ERRORS ANALYSIS AND CORRECTION OF DAMPING TRAPEZOIDAL INTEGRATION FOR ELIMINATING NUMERICAL OSCILLATIONS

在电力系统机网暂态数字仿真中,非状态变量的突变往往会引起非原型的数值振荡。在消除振荡的方法中,阻尼梯形法的精度介于向后欧拉法和梯形法之间,由于其精度较低,应用不十分广泛。该文在深入分析阻尼梯形法误差的基础上,利用频谱观点,提出了修正的阻尼梯形法计算公式,使其稳态误差趋近于零。同时,推导了适用于跃变量计算的阻尼方法,并进行了适当简化,使得步长减半后友模的电导近似不变,只需修改电流源即可。理论推导和实际算例都表明,修正后的阻尼梯形法计算精度提高,消除数值振荡的优点更加突出,在数字仿真中可以更好地被应用。

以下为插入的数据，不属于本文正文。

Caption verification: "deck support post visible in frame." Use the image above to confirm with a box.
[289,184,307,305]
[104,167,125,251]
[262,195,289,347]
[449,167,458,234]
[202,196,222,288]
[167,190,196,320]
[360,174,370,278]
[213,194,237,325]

In the digital simulation of power systems transient, the jumping of non-state variant can often cause non-prototype oscillations. Among the methods to eliminate oscillations, the precision of damping Trapezoidal Integration is between backward Euler integration method and trapezoidal integration method, so it is not used widely. Based on the deeply analysis of errors of Trapezoidal Integration with Damping, this paper presents its corrected calculating formula with the opinion of spectrum-analysis. The steady error of corrected arithmetic can converge to zero. At the same time, a new method for calculating the jumping values is worked out. The main advantage of this method is that the conductance of model is almost fixed with half time-step, and only modification is needed for the current sources. Theoretic analysis and examples also indicate that the precision of corrected method is greatly improved. The advantage of eliminating oscillations is stand out and the corrected method can be used more widely in the digital simulation of power systems.